Remember, parents: your children look to you for guidance. Kids are dumb like that.
All of these time capsules I just dug up have bodies in them?
Love is for stupid people who don’t have Twitter.
I ruined our romantic honeymoon to Venice by pronouncing canal wrong the whole time. You know how. You get it. I grow weary of this website
All I’m asking is, has anybody heard from Captain Planet since David Attenborough arrived on the scene?
[slashing food truck tires]
friend: wtf are you doing?!
[running away with arms filled with tacos] YOU COMIN OR NOT?!
I don’t want to be with someone who will finish my sentences. I want to be with someone who will finish the dishes.
there’s a fine line between things that need to be tweeted and things that need to be medicated.
If I were the person naming diseases, Chronic Lying Disorder would be called Liarrhea.

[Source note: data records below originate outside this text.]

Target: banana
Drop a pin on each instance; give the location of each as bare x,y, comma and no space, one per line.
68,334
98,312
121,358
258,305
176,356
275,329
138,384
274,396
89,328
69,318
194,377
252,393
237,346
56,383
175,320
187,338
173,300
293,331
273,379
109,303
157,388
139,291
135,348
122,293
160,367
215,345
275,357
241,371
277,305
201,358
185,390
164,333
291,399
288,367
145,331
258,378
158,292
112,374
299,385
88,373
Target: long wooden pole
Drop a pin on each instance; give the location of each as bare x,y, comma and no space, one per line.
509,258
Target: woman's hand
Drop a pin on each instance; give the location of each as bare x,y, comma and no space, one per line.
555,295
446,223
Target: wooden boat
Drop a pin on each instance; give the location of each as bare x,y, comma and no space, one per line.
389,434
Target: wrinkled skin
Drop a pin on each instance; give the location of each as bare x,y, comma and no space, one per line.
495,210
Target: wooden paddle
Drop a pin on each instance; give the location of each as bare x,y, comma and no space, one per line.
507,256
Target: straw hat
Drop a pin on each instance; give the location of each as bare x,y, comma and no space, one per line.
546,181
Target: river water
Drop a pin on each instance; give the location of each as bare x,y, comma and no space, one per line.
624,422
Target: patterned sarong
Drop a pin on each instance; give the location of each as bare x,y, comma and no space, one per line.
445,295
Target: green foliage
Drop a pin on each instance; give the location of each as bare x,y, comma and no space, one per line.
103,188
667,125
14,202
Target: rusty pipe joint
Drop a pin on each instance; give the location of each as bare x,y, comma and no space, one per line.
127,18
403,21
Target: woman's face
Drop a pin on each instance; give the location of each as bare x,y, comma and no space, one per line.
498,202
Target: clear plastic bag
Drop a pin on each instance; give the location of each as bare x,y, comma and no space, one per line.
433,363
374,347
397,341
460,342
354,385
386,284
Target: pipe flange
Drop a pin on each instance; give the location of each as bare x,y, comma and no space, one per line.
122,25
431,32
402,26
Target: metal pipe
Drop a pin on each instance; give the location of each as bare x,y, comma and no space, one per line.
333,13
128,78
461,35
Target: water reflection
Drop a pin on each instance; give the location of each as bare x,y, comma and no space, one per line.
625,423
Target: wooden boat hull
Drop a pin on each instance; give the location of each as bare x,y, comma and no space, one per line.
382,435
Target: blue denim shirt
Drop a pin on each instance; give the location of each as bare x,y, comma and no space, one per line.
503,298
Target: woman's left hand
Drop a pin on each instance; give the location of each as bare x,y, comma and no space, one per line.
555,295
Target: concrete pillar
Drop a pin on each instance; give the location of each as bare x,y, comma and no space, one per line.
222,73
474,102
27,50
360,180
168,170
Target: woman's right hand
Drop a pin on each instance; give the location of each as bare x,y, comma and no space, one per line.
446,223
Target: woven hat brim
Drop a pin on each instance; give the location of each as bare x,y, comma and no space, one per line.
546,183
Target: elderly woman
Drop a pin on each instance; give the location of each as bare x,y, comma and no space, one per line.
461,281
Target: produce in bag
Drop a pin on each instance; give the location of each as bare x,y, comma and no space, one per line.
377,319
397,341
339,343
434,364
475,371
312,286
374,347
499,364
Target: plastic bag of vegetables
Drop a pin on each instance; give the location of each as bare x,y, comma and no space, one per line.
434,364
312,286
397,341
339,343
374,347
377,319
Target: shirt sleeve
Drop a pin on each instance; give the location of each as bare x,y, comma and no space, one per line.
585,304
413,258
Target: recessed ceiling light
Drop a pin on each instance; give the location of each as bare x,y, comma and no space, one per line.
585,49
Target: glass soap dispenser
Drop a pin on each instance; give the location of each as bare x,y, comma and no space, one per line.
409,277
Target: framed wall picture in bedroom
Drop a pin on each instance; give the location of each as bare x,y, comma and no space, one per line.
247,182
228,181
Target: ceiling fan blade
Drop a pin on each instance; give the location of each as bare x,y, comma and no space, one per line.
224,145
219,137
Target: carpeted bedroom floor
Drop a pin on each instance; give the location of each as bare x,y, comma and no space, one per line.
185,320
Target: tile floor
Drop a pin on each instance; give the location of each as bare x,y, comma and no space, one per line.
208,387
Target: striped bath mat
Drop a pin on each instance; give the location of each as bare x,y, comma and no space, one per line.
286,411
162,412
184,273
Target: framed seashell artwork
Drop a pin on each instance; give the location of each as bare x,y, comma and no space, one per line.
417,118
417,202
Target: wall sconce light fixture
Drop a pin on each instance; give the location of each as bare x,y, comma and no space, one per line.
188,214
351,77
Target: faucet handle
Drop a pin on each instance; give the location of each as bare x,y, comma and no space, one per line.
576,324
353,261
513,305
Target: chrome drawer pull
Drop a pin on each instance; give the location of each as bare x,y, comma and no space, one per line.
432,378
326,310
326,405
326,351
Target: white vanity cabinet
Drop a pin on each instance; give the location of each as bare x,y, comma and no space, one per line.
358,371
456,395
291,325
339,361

BLACK WIDOW: help I think my husband is dead
911: did u murder him?
BLACK WIDOW: uh
911: ma’am
BLACK WIDOW: *quietly hangs up the phone*
The eyes are the windows to the soul. A moustache is the front garden, and the mouth is that big pothole the council should do something about
Those who do not learn from history are destined to repeat it.
But I guess the same can be said for math and geography courses.
My 4yo told me to hold her baby as she walked away with her dad. My 4yo left me in a restaurant alone with a fake baby in my arms. I should’ve put the the baby down, but I didn’t. I just held it like a real baby. Why? Idk why. Parenthood is wild.